企業の成功法則 社長力・管理力・現場力 三位一体論

「やってみなはれ」の精神で闘おう!

「問題は宝の山だ」と定義したのは〝経営の神様〟といわれた松下幸之助翁です。サントリーの創業者は「やってみなはれ」の精神で脅威をチャンスと捉え、自らの潜在能力を顕在化させ、即断即決で挑みました。社長力とは意思決定と実践力のことです。

サントリーの「やってみなはれ」

 一〇年前、サントリーホールディングスは米ビーム社を約一六〇億㌦(約一兆六五〇〇億円)でM&A(合併・買収)しました。洋酒メーカーとしては日本一ですが、一挙に世界第三位になったと話題になりました。社運をかけた佐治信忠会長の決断です。

 サントリーには企業文化として「やってみなはれ」という、創業者の一念があります。伊集院静さんの『琥珀の夢 小説 鳥井信治郎』には、修理した自転車を届ける丁稚時代の松下幸之助翁と鳥井信治郎氏の出会いのシーンがあります。

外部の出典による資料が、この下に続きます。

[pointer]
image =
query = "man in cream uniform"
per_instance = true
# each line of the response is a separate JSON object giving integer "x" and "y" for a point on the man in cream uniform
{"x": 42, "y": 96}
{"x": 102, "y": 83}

 「『坊は故郷はどこや?』『和歌山の海草だす』『そうか、紀州は昔からええ商いがでける人を出しとる土地や。坊も気張るんやで』『は、はい』『坊には見どころがある。この棚の、この葡萄酒が綺麗やと思えたことは、商いの肝心のひとつや。商いはどんなもんを売ろうと、それをお客はんが手に取ってみたい、使うてみたい、うちの店の、この葡萄酒ならいっぺん飲んでみたいと思うてくれはらなあかん。(中略)この葡萄酒が他のとこの葡萄酒より美味いと思うてもらわなあかん。いや葡萄酒だけやない。他のどんな飲み物より、うちの、この葡萄酒を飲みたい、と思うてもらわなあかんのや。そのためには品物がようでけてへんといかん。ええもん作るためなら百日、二百日かかってもええんや。ええもんのために人の何十倍も気張らんとあかんのや。そうしてでけた品物には底力があるんや。わかるか、品物も、人も底力や』」

 この会話からもわかるように、サントリーはいつも「やってみなはれ」の精神で闘って、蒸留酒市場で世界有数の座を手にして飛躍しています。


経験と体験は違う。どう違うかわかるか

 「木野君な、経験と体験とは違うで、どう違うかわかるか」。いつものように禅問答のような質問を、松下幸之助翁が松下電送元社長の木野親之先生に投げかけます。

 車の中でも、トイレの中でも、いつでもどこでも質問するのが松下幸之助翁の習慣でした。質問をして「人」に考えさせる機会をつくり、その習慣を身につけさせていたのです。質問に答えると、「違うな」という返事です。再び考えて答えると「違うな」という返事が繰り返されます。

 日々自らに問いを立て続けた松下幸之助翁ならではの習慣です。模範解答からイノベーションは起きません。外部環境は絶えず変化しています。固定化された観念に縛られていると独自性は生まれません。社長力とは自らに「問いを発する力」、そして「自らの能力に挑む力」です。「やってみなはれ精神」の欠如こそが、中小企業の最大の経営課題だと思います。自分で考えて、そのうえで実践してみてこそ、社長力・管理力・現場力の三位一体が完成するのです。

 松下幸之助翁は、「経験は誰もがしてるんや。五〇年生きたら、五〇年の経験がある。体験は違うんや。体験は体を痛めて、のたうち回ってつかむもんや」と言われたそうです。木野親之先生はこの一言に「そうか、それなりに自分は債務超過の会社を再建してきたつもりだったが、その上に胡坐をかいていたのだ」と、大きな気づきを得られたのです。

 スイスのビジネススクールIMDは昨年、二〇二三年の世界人材ランキングを発表しています。残念ながら日本は前年の二二年より順位を下げて六四カ国中、四三位となり、調査開始の二〇〇五年以来最悪でした。要因は①語学力、②上級の管理者の国際経験に対する評価の低さ、③国内総生産(GDP)比でみた教育投資の少なさが影響しているようです。




本記事は、月刊『理念と経営』2024年3月号「企業の成功法則 社長力・管理力・現場力 三位一体論」から抜粋したものです。